From the very beginning, creation was filled with sound, and every possible means of communication.  In His desire to communicate with His children, God met them in the cool of the day to educate and guide them.  He had placed Adam and Eve in a splendid garden and declared that all was good. “The book of nature, which spread its living lessons before them, afforded an exhaustless source of instruction and delight. On every leaf of the forest and stone of the mountains, in every shining star, in earth and sea and sky, God's name was written. With both the animate and the inanimate creation—with leaf and flower and tree, and with every living creature, from the leviathan of the waters to the mote in the sunbeam—the dwellers in Eden held converse, gathering from each the secrets of its life” (Education, p. 21).  God, who created human beings in His image, loved to communicate with them and to share with them the wonders of creation.

Today we find that animals, insects, and all living creatures have ways to communicate. The dancing bee indicating to his fellow workers where the nectar can be found; a young bird’s song that is learned from his parents; all of nature is abuzz with the sounds, smells and colors of communication. The herring gull, for example, communicates with its hungry chick by the red spot on its beak, and in response the chick tries to peck at the red spot, thus causing the mother gull to regurgitate food for it.  Communication is indeed the common bond that holds all nature together.

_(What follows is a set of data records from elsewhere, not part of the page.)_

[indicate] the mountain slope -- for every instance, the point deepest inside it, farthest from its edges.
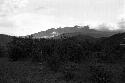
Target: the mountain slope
(85, 30)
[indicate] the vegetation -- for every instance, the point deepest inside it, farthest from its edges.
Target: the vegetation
(74, 59)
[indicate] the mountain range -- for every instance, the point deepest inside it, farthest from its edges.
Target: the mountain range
(72, 31)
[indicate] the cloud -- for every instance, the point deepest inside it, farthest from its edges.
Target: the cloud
(121, 24)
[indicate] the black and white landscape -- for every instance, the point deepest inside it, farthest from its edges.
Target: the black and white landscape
(62, 41)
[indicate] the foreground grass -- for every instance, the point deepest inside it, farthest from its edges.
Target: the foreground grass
(27, 72)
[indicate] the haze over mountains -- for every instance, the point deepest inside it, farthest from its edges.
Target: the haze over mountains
(71, 31)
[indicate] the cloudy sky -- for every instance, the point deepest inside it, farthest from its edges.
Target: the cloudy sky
(23, 17)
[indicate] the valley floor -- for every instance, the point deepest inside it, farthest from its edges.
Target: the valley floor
(27, 72)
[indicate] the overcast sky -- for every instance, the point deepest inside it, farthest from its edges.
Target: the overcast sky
(23, 17)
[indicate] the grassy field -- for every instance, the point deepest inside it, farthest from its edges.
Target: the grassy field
(27, 72)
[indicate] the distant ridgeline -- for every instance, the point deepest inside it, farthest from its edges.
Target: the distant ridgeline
(72, 31)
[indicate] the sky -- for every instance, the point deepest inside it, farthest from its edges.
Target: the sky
(24, 17)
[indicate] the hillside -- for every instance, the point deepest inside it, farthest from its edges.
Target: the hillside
(84, 30)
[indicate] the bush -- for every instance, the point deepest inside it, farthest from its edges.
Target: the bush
(100, 75)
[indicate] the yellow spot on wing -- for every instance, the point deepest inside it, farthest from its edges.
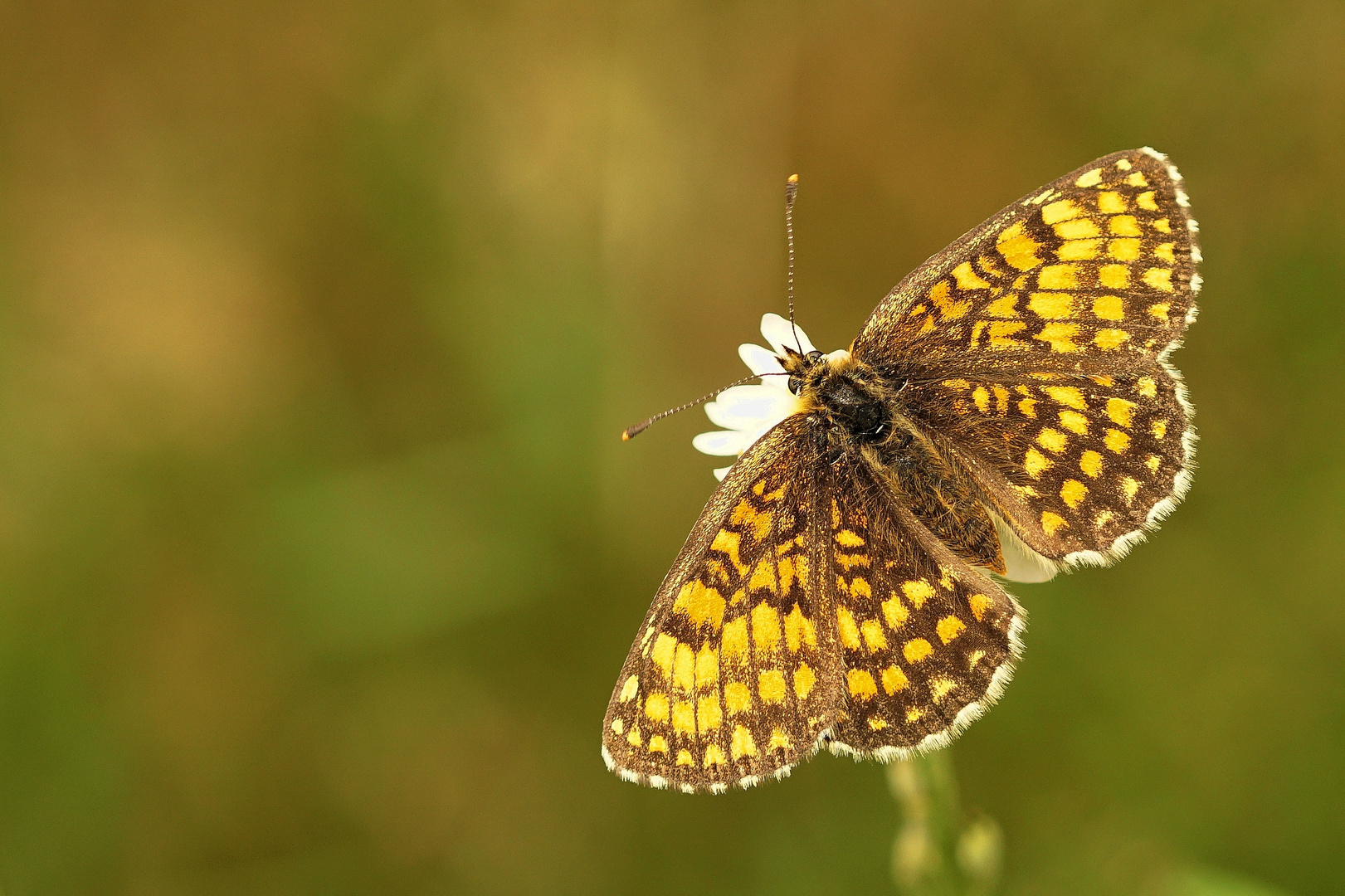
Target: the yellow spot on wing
(803, 679)
(1123, 249)
(1160, 279)
(894, 679)
(1078, 249)
(846, 630)
(1057, 277)
(916, 649)
(873, 638)
(743, 743)
(1109, 339)
(918, 591)
(1089, 178)
(1119, 411)
(738, 697)
(1123, 226)
(1052, 441)
(950, 627)
(1017, 248)
(894, 612)
(734, 643)
(656, 707)
(1074, 493)
(1001, 333)
(665, 647)
(708, 713)
(706, 668)
(1117, 441)
(861, 685)
(1113, 277)
(766, 629)
(1057, 212)
(1111, 202)
(1078, 229)
(771, 686)
(967, 279)
(702, 606)
(684, 718)
(848, 538)
(1074, 421)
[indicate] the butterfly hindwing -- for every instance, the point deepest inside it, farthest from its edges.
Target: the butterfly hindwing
(926, 642)
(734, 673)
(1093, 274)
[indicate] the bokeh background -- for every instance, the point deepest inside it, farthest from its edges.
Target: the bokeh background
(319, 553)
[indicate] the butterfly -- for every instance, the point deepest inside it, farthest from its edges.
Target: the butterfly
(1006, 412)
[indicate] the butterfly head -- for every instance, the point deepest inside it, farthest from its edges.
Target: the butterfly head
(845, 394)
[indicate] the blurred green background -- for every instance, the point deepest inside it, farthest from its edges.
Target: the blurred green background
(319, 553)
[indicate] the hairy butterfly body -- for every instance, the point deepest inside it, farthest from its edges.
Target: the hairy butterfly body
(1007, 409)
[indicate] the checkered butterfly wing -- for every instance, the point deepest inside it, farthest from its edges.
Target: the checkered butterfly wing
(734, 674)
(1035, 350)
(927, 643)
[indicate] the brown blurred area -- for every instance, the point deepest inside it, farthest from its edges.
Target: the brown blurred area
(319, 551)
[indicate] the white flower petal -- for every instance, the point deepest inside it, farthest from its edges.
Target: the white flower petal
(751, 407)
(760, 361)
(780, 333)
(723, 443)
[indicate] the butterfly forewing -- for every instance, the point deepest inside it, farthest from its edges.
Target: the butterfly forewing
(1079, 465)
(1093, 274)
(926, 642)
(734, 673)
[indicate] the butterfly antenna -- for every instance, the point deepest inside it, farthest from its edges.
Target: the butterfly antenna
(791, 190)
(631, 432)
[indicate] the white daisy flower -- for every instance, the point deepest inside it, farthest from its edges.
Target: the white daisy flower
(749, 412)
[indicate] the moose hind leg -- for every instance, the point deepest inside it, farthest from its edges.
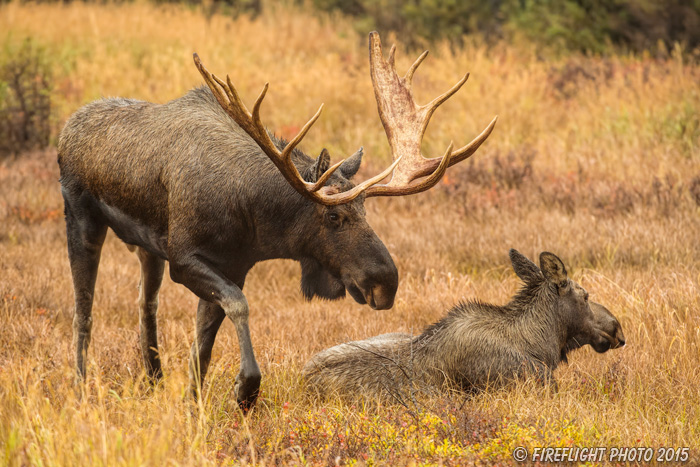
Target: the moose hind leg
(151, 278)
(85, 231)
(209, 319)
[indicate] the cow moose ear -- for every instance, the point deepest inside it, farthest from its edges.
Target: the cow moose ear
(352, 164)
(553, 268)
(525, 269)
(319, 167)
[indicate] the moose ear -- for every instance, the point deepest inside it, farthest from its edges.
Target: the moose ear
(352, 164)
(553, 268)
(525, 269)
(319, 167)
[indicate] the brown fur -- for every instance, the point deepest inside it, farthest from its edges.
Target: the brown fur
(476, 344)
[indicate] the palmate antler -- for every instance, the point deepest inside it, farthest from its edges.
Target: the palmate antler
(228, 98)
(405, 123)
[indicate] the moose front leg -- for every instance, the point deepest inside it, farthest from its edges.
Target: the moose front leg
(222, 295)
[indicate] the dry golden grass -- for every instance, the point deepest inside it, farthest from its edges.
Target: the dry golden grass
(595, 160)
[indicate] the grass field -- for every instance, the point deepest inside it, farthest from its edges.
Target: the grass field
(595, 159)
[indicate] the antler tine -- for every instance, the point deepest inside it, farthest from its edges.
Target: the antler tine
(229, 99)
(305, 129)
(405, 123)
(459, 154)
(408, 77)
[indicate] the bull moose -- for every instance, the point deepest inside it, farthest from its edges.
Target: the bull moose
(476, 345)
(201, 183)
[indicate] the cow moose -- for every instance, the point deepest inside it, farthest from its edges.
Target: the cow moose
(476, 345)
(201, 183)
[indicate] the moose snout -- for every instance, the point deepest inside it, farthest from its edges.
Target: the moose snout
(377, 288)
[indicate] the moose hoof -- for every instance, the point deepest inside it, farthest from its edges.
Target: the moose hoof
(246, 390)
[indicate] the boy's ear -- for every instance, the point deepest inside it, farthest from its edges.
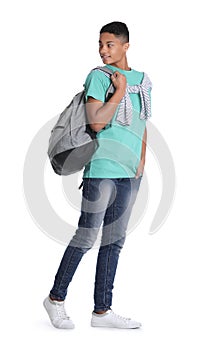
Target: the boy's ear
(126, 46)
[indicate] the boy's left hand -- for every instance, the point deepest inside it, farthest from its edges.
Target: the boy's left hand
(140, 169)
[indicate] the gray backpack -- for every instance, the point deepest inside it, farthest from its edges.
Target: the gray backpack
(72, 142)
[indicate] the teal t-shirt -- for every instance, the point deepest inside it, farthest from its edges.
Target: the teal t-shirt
(119, 151)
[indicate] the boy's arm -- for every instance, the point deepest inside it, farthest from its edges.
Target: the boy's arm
(99, 114)
(141, 165)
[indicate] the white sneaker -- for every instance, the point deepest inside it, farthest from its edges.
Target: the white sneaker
(111, 320)
(57, 314)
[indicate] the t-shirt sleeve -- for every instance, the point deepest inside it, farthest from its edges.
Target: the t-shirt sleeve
(95, 86)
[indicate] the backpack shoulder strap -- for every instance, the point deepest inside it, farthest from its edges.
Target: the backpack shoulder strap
(108, 72)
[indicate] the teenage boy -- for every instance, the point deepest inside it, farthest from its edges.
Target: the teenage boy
(110, 181)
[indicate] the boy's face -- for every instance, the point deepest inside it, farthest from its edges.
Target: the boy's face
(111, 49)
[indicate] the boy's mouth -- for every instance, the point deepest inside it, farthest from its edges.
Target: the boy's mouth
(105, 56)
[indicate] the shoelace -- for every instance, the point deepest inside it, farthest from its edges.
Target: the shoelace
(61, 312)
(125, 319)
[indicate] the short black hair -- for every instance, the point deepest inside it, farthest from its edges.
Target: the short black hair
(119, 29)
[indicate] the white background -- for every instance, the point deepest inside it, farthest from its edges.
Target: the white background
(47, 49)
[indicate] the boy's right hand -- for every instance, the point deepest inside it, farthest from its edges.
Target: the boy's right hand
(119, 82)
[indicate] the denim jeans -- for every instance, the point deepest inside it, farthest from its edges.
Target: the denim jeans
(106, 202)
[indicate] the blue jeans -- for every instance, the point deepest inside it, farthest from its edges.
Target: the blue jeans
(108, 202)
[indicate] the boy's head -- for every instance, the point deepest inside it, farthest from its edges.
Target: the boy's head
(114, 43)
(119, 29)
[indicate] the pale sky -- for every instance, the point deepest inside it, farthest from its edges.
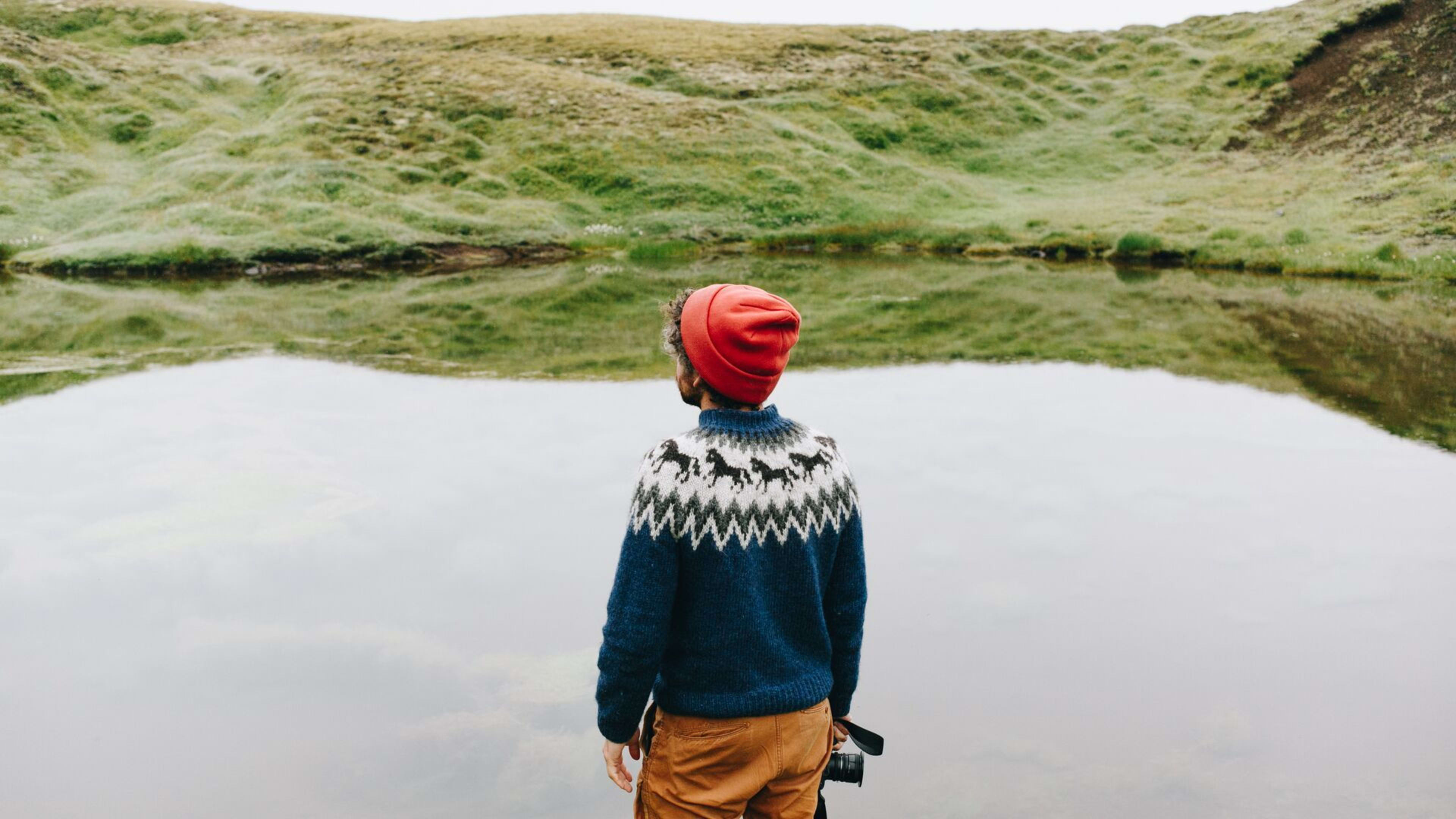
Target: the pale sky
(1065, 15)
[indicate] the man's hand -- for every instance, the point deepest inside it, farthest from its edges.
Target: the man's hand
(612, 753)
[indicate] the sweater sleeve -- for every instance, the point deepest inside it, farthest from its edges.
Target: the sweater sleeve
(638, 617)
(845, 613)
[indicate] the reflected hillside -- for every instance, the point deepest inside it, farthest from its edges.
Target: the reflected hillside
(1385, 353)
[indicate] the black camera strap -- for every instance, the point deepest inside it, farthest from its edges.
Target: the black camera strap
(868, 741)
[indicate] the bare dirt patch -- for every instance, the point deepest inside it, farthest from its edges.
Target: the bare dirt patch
(1391, 81)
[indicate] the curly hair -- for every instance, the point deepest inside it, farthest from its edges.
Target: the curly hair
(673, 346)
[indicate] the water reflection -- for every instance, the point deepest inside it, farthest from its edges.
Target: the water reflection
(277, 586)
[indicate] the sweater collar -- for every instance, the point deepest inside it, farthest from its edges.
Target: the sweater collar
(742, 420)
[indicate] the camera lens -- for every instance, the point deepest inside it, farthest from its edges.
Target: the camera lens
(846, 769)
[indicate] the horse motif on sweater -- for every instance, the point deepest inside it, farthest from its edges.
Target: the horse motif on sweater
(726, 486)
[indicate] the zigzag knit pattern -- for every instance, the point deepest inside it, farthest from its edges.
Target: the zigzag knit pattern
(740, 589)
(711, 484)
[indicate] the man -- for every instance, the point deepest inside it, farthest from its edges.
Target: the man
(739, 601)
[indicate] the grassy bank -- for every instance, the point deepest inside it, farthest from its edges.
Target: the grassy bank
(147, 136)
(1382, 352)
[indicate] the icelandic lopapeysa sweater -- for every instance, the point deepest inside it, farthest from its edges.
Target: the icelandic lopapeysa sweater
(740, 589)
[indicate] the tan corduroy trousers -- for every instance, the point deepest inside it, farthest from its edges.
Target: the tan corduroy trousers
(723, 769)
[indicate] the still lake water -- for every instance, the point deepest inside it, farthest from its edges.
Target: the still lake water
(287, 588)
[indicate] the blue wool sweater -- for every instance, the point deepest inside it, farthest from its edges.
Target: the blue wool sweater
(740, 589)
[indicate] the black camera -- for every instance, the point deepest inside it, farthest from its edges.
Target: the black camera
(849, 767)
(845, 769)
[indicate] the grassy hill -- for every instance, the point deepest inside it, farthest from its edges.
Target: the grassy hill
(151, 136)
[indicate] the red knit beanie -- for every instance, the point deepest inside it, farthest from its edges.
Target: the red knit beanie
(739, 339)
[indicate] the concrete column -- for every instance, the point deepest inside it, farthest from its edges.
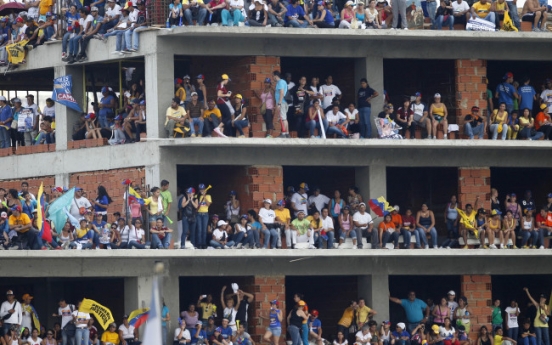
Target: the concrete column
(66, 117)
(375, 290)
(371, 68)
(159, 90)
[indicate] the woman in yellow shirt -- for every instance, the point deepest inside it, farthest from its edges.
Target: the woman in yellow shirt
(202, 217)
(498, 121)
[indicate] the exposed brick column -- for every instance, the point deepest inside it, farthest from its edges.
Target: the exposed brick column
(471, 88)
(474, 182)
(263, 182)
(477, 289)
(266, 289)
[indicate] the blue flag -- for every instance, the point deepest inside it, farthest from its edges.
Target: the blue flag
(58, 207)
(63, 87)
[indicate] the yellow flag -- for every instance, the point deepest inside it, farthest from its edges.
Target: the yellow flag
(102, 314)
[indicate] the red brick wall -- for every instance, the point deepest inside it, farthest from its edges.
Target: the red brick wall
(34, 184)
(473, 182)
(477, 289)
(471, 88)
(246, 73)
(111, 180)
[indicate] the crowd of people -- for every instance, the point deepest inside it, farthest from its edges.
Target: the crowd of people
(316, 220)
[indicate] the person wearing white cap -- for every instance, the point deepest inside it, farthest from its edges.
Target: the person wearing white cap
(220, 237)
(270, 228)
(11, 307)
(438, 114)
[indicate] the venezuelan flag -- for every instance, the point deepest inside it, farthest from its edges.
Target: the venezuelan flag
(138, 317)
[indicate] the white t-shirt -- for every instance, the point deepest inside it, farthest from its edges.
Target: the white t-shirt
(300, 201)
(334, 118)
(66, 314)
(185, 334)
(546, 97)
(365, 218)
(78, 203)
(319, 201)
(327, 223)
(329, 92)
(351, 116)
(512, 317)
(81, 317)
(363, 337)
(128, 333)
(267, 216)
(460, 7)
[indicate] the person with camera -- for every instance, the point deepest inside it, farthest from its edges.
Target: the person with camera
(541, 319)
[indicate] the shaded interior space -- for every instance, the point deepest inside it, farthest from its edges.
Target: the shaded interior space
(317, 291)
(425, 287)
(537, 71)
(342, 71)
(191, 288)
(510, 287)
(404, 77)
(410, 187)
(48, 291)
(328, 179)
(518, 180)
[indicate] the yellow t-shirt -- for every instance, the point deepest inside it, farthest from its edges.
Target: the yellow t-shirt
(179, 113)
(44, 7)
(362, 314)
(283, 215)
(482, 10)
(207, 113)
(203, 208)
(110, 337)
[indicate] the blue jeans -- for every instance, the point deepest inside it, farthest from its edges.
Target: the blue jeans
(202, 220)
(131, 37)
(423, 239)
(215, 244)
(477, 130)
(542, 336)
(187, 228)
(311, 125)
(236, 17)
(525, 236)
(440, 20)
(199, 122)
(5, 139)
(119, 42)
(296, 24)
(156, 242)
(200, 18)
(388, 237)
(365, 122)
(240, 124)
(82, 334)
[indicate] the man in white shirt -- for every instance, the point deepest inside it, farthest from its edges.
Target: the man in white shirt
(328, 226)
(329, 91)
(270, 228)
(317, 200)
(299, 199)
(79, 202)
(364, 224)
(13, 307)
(334, 118)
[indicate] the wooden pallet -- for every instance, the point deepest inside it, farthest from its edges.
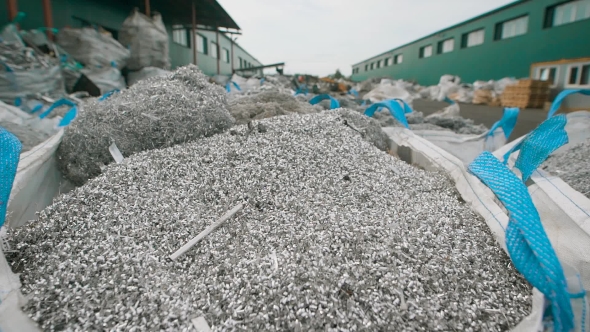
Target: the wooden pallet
(523, 101)
(516, 89)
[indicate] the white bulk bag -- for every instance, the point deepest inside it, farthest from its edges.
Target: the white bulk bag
(147, 39)
(425, 154)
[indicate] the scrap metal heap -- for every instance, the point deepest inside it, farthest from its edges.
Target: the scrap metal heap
(335, 235)
(154, 113)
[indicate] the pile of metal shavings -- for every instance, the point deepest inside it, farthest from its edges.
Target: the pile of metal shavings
(267, 104)
(154, 113)
(572, 166)
(17, 57)
(28, 136)
(418, 121)
(458, 124)
(336, 235)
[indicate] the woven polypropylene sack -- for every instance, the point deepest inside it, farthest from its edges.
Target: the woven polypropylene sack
(147, 39)
(20, 83)
(9, 155)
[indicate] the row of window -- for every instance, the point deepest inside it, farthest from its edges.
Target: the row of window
(577, 75)
(556, 15)
(181, 36)
(396, 60)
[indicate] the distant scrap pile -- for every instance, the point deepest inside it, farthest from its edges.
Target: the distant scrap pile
(154, 113)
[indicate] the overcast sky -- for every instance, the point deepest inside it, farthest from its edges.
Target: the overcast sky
(319, 36)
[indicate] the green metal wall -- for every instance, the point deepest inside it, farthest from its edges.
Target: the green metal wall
(111, 14)
(493, 59)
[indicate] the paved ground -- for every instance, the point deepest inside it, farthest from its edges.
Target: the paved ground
(528, 119)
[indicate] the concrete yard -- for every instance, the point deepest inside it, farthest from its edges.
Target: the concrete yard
(528, 119)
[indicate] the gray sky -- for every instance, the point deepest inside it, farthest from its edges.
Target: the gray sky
(319, 36)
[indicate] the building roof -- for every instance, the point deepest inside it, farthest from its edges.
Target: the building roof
(208, 12)
(491, 12)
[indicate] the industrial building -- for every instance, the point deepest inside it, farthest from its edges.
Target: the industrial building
(203, 23)
(541, 39)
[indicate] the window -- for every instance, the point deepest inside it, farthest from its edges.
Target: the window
(472, 38)
(201, 44)
(426, 51)
(225, 55)
(568, 12)
(512, 28)
(547, 74)
(180, 35)
(446, 46)
(214, 50)
(578, 75)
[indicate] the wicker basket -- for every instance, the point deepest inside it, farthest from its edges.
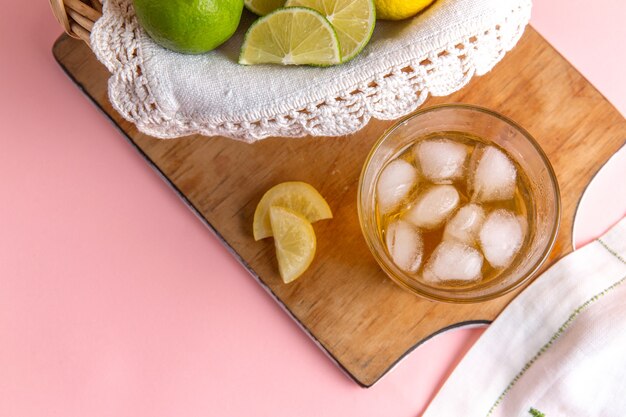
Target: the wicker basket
(77, 16)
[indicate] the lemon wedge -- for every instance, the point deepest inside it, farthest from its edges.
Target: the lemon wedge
(295, 242)
(299, 197)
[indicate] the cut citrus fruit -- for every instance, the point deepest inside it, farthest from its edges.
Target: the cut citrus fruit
(353, 20)
(291, 36)
(263, 7)
(297, 196)
(400, 9)
(294, 239)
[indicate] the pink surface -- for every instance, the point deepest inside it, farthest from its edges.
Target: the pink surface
(116, 301)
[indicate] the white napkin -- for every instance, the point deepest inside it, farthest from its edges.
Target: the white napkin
(167, 94)
(559, 349)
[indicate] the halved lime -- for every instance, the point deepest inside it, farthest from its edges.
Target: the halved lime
(294, 195)
(291, 36)
(295, 242)
(354, 21)
(263, 7)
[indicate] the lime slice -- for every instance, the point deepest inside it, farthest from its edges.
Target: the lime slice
(291, 36)
(353, 21)
(297, 196)
(263, 7)
(294, 239)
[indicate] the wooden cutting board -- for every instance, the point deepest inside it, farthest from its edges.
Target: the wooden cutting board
(344, 302)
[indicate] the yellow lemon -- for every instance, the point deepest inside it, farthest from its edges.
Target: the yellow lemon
(399, 9)
(294, 240)
(297, 196)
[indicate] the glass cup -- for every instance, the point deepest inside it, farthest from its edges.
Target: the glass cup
(491, 127)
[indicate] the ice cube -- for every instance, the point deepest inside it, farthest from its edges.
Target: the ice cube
(465, 225)
(433, 206)
(453, 261)
(441, 159)
(494, 176)
(404, 244)
(394, 184)
(501, 238)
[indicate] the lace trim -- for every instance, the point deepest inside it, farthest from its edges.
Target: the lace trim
(397, 92)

Karl Jaspers, the German philosopher, wrote, “Man’s supreme achievement in the world is communication from personality to personality” (The Way to Wisdom). All our successes in our careers, family, friendships, and companionships depend on communication.  The fact is that we need contact with others, want contact with other people, and must have contact with fellow human beings if we are to become fully human.  We have an inborn need to be in contact with other people and to communicate with them.

One of the most distinctive aspects of being alive is our potential for joy, fun, excitement, caring, and showing warmth; and this is only possible through communication.  Just imagine what life would be like if we suddenly lost all the inventions that have to do with communication: the written word, newspapers, radio, TV, faxes, telephones, cell phones, the internet.  Without communication our world would grind to a halt!  Communication is vital for human existence, and if communication is so vital to us, how important it must be to God. God’s preferred means of communication is face to face; this is the way God instituted His initial communication with Adam and Eve in the Garden of Eden.  “Our heavenly Father personally directed their education” (Education, p. 21)—it was that important to Him!  So it was that God met them in the cool of the evening and educated them in all the secrets of the created world.  What a joy and delight that must have been, to hold face-to-face communion with God!  Ellen White reminds us of how heaven viewed this matter: “All heaven took a deep and joyful interest in the creation of the world and of man.  Human beings were a new and distinct order.  They were made ‘in the image of God,’ and it was the Creator’s design that they should populate the earth” (Review and Herald, February 11, 1902).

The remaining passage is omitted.